一般講演(ポスター発表) PA2-178 (Poster presentation)

モウソウチク林拡大前線の管理圧が、稈および地下茎に与える影響

山本啓介(千葉大園芸)

モウソウチク林の拡大前線において、地上部の管理が地下茎に与える影響を調査した。調査地は袖ヶ浦市内のモウソウチク林と果樹園の境界地点である。果樹園には毎年新稈が発生しているが、それらは全て伐採されており、管理圧が高い。調査では地下茎を、一番先端から最も新しい稈まで掘りおこした。合計6本の地下茎を得た結果、5m以上侵入している地下茎を2本確認できた。起点となる最も新しい稈は2-4年生の新しいものであり、直径も9cm以上と大きかった。

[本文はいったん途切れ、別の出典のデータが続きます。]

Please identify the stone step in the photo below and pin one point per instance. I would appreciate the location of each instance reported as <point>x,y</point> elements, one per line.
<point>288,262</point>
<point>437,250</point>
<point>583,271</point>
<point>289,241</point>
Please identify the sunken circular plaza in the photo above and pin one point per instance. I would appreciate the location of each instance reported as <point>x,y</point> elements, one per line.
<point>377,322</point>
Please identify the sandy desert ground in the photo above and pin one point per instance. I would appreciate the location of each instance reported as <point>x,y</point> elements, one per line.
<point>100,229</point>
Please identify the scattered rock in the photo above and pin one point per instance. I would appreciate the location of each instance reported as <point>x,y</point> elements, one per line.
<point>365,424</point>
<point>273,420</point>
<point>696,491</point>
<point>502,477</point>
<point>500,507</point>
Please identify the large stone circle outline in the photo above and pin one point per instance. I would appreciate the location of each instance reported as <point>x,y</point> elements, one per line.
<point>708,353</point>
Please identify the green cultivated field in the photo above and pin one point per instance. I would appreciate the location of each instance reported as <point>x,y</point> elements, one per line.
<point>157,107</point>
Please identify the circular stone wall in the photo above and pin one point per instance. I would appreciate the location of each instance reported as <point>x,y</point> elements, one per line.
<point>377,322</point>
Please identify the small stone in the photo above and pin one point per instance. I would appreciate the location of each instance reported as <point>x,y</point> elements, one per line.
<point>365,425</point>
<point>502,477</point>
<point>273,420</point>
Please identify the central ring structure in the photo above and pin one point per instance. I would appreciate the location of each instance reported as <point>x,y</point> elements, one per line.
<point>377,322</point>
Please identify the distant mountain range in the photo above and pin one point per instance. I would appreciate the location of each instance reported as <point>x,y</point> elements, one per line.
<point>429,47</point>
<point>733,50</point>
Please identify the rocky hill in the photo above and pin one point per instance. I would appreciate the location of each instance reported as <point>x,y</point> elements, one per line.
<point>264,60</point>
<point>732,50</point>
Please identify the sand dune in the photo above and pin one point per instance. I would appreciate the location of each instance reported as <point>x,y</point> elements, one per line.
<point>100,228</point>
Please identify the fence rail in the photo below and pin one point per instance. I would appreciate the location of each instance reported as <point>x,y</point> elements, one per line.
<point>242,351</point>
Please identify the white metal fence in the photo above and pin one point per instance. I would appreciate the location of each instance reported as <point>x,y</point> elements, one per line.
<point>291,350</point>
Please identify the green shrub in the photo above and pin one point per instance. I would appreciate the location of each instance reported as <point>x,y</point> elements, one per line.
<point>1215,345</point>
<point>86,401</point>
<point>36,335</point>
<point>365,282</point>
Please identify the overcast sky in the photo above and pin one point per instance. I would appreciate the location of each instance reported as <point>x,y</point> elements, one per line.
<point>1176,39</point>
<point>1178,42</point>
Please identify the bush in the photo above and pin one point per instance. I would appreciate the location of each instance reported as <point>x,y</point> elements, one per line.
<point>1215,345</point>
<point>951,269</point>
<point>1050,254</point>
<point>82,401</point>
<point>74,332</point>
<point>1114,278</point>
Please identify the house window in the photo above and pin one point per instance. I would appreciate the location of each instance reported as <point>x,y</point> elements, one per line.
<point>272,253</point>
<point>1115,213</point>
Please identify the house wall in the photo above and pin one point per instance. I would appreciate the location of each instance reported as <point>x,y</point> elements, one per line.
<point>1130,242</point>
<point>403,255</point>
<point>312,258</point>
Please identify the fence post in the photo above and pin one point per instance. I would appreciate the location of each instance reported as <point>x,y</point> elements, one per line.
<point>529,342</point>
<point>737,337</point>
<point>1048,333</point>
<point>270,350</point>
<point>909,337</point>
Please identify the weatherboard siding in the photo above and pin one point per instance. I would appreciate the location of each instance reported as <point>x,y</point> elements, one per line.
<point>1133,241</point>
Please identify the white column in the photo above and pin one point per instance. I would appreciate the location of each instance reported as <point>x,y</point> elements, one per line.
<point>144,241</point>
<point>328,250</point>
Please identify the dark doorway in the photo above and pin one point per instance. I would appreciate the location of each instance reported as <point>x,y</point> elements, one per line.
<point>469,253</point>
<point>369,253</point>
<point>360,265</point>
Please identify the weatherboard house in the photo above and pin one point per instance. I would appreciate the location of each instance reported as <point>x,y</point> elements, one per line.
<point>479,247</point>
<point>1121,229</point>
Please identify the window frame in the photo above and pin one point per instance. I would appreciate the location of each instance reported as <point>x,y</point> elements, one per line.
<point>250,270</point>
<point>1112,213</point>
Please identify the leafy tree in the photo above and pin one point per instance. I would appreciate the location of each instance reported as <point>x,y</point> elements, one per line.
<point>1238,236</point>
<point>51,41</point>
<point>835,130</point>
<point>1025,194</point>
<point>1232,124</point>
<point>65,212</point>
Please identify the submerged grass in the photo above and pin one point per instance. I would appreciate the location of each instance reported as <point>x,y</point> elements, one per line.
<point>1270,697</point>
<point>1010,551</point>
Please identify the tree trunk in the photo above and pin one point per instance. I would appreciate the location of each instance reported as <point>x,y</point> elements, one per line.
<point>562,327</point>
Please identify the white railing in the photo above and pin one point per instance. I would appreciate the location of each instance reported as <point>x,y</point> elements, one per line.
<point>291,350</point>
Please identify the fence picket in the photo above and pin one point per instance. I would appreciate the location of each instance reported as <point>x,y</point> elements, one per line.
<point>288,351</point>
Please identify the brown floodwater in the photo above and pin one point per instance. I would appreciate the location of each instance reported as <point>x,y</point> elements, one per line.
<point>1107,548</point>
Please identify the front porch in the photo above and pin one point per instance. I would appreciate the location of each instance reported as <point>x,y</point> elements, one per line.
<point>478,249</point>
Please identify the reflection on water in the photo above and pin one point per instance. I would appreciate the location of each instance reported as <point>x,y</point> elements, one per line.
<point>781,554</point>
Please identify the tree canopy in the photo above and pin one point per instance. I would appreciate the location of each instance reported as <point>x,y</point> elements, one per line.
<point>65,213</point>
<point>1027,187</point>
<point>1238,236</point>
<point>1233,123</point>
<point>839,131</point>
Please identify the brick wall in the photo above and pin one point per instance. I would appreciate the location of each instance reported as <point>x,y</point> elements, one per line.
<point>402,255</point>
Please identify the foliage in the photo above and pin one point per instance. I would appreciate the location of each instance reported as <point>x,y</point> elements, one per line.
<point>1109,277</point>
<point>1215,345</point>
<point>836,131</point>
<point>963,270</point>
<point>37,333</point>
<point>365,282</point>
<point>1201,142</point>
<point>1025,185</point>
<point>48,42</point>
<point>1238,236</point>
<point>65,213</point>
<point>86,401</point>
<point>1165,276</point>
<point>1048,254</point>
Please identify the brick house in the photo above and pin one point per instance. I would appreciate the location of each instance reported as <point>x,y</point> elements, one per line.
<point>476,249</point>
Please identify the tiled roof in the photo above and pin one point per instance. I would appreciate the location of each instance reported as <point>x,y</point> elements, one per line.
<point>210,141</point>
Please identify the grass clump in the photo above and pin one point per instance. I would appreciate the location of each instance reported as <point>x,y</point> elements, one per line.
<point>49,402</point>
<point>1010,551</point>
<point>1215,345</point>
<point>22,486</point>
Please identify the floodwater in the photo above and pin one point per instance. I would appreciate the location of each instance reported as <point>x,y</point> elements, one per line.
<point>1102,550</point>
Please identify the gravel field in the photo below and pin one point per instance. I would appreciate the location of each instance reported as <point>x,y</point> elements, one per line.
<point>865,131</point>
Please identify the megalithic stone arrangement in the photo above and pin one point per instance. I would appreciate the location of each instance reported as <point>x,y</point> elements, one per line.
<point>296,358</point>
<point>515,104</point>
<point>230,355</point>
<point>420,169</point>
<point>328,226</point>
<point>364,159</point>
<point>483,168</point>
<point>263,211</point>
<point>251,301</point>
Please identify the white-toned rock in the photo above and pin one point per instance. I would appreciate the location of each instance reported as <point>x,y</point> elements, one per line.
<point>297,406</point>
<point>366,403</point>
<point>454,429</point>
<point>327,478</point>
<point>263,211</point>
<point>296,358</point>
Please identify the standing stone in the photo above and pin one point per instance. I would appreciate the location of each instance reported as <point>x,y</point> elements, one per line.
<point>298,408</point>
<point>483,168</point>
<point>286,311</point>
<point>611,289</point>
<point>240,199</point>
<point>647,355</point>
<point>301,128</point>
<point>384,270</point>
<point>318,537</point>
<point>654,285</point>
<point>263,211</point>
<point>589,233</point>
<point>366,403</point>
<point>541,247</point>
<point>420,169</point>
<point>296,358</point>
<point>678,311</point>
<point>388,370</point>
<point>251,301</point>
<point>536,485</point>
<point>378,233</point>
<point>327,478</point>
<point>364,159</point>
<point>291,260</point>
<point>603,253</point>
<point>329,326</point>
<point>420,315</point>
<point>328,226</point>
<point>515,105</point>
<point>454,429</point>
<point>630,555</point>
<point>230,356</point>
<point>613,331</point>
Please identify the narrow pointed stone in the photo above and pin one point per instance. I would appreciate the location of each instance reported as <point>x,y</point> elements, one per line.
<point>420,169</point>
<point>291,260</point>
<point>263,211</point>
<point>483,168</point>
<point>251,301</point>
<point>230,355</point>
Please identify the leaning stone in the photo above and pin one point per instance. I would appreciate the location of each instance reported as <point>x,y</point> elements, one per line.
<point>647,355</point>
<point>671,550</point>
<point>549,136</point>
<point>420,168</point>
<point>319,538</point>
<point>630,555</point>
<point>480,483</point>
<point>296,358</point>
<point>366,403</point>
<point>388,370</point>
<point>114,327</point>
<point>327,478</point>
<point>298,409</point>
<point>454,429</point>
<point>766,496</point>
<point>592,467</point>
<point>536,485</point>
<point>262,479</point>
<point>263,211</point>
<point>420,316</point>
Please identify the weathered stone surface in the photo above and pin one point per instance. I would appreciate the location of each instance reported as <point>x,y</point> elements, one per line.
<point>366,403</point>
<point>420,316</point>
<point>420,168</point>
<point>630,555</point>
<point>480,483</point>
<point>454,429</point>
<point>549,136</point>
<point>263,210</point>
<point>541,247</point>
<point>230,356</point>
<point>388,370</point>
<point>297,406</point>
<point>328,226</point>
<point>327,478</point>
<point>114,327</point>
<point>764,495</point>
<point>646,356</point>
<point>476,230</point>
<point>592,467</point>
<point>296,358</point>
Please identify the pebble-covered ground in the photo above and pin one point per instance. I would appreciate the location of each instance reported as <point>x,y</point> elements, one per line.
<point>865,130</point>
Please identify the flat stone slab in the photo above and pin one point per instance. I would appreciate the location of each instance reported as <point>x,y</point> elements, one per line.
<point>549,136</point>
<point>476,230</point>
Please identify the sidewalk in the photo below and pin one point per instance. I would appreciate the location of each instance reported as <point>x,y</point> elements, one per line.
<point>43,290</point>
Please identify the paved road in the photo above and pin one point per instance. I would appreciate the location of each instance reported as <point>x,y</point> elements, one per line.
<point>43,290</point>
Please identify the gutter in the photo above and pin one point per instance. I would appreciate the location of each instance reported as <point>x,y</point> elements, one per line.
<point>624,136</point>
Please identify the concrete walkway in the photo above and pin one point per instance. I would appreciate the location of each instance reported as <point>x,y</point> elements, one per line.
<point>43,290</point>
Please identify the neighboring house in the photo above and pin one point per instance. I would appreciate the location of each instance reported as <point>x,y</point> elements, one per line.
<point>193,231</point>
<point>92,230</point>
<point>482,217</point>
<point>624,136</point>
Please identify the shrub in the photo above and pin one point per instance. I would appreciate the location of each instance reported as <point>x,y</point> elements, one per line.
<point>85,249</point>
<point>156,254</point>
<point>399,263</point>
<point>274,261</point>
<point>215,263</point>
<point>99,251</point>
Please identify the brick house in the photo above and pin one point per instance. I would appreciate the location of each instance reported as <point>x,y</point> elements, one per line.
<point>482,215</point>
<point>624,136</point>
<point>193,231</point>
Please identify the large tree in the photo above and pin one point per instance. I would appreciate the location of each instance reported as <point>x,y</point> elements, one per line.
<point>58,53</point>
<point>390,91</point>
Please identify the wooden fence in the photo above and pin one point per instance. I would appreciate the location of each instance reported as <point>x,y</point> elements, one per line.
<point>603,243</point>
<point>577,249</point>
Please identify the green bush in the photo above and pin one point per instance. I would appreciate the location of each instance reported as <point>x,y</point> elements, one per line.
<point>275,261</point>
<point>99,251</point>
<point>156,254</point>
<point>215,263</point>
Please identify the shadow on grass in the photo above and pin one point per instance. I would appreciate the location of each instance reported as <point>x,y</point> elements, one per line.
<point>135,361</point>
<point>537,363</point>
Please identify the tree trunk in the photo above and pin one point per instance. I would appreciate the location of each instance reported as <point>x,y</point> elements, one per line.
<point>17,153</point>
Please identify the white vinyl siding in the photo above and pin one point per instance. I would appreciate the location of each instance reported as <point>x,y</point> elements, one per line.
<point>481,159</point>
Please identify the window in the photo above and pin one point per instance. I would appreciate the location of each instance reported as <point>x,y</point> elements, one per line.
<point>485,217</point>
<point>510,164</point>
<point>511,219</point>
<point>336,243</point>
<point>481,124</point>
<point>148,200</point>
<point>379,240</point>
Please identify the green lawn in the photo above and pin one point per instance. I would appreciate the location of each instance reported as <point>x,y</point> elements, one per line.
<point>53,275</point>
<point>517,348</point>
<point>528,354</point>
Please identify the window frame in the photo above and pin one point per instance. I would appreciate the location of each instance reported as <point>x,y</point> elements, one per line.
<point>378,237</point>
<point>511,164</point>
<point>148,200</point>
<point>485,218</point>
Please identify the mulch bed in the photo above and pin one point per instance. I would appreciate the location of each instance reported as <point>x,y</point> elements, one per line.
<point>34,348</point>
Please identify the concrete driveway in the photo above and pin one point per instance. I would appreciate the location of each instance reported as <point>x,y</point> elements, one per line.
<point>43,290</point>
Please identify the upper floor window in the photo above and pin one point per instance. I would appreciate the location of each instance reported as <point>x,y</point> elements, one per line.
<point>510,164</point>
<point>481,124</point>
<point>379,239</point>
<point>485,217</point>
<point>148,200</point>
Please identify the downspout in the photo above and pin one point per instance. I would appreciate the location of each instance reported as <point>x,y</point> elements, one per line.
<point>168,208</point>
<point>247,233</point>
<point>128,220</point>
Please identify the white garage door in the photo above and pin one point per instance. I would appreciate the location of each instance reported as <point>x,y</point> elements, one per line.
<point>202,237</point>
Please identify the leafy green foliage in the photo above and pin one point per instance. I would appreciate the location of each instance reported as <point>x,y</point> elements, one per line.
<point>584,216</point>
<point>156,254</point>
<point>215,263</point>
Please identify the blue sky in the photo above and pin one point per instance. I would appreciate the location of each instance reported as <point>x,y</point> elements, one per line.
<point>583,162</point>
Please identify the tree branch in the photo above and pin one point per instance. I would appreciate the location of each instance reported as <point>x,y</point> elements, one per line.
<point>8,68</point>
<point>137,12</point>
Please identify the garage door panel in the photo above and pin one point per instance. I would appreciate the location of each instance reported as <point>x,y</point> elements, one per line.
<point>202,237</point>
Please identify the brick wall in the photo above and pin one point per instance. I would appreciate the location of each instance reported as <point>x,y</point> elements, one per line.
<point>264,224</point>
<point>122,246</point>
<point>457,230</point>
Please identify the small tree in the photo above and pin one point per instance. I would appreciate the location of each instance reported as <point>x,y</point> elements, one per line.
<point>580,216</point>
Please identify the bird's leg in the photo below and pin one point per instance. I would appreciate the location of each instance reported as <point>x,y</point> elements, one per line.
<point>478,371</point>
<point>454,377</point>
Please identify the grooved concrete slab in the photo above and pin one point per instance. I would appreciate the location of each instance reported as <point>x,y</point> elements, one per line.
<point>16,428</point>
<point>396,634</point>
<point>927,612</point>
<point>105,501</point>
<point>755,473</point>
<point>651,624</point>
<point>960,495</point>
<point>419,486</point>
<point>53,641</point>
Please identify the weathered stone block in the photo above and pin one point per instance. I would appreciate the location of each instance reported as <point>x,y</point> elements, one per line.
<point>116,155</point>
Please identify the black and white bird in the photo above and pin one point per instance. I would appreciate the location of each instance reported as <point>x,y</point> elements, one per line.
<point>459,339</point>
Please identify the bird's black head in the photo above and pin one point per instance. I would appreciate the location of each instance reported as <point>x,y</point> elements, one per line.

これを養分の供給源としていると考えられる。残り4本は4mほどで、起点となる稈は5年生以上の古いもの、または直径が6cmほどの小さいものであった。地下茎の先端は脱落していた。これは地下茎の老化と起点稈の養分供給能力の低下により、地下茎を維持できなくなったためと思われる。先の2本も数年の経過により同じ状態になると推測される。次にモウソウチク林内と境界地点で稈を比較し、地下茎の状態を推測した。10m×3mの調査区を設定し、全稈の直径を測った。調査区は林縁(果樹園側)、林縁(竹林側)、林内の3つに分け、それぞれ調査した。その結果稈の平均直径は林縁(果樹園側)で6,9cm、林縁(竹林側)で7,9cm、林内で9,1cmで管理圧を強く受ける地点ほど平均直径が小さい。稈の成長は地下茎の状態に強く依存するため、管理圧が強いほど地下茎の状態が悪くなることが読み取れた。拡大前線の新稈の伐採は本来、対症的な処置だが、地下茎を養分不足にし、侵入を抑える効果も期待できる。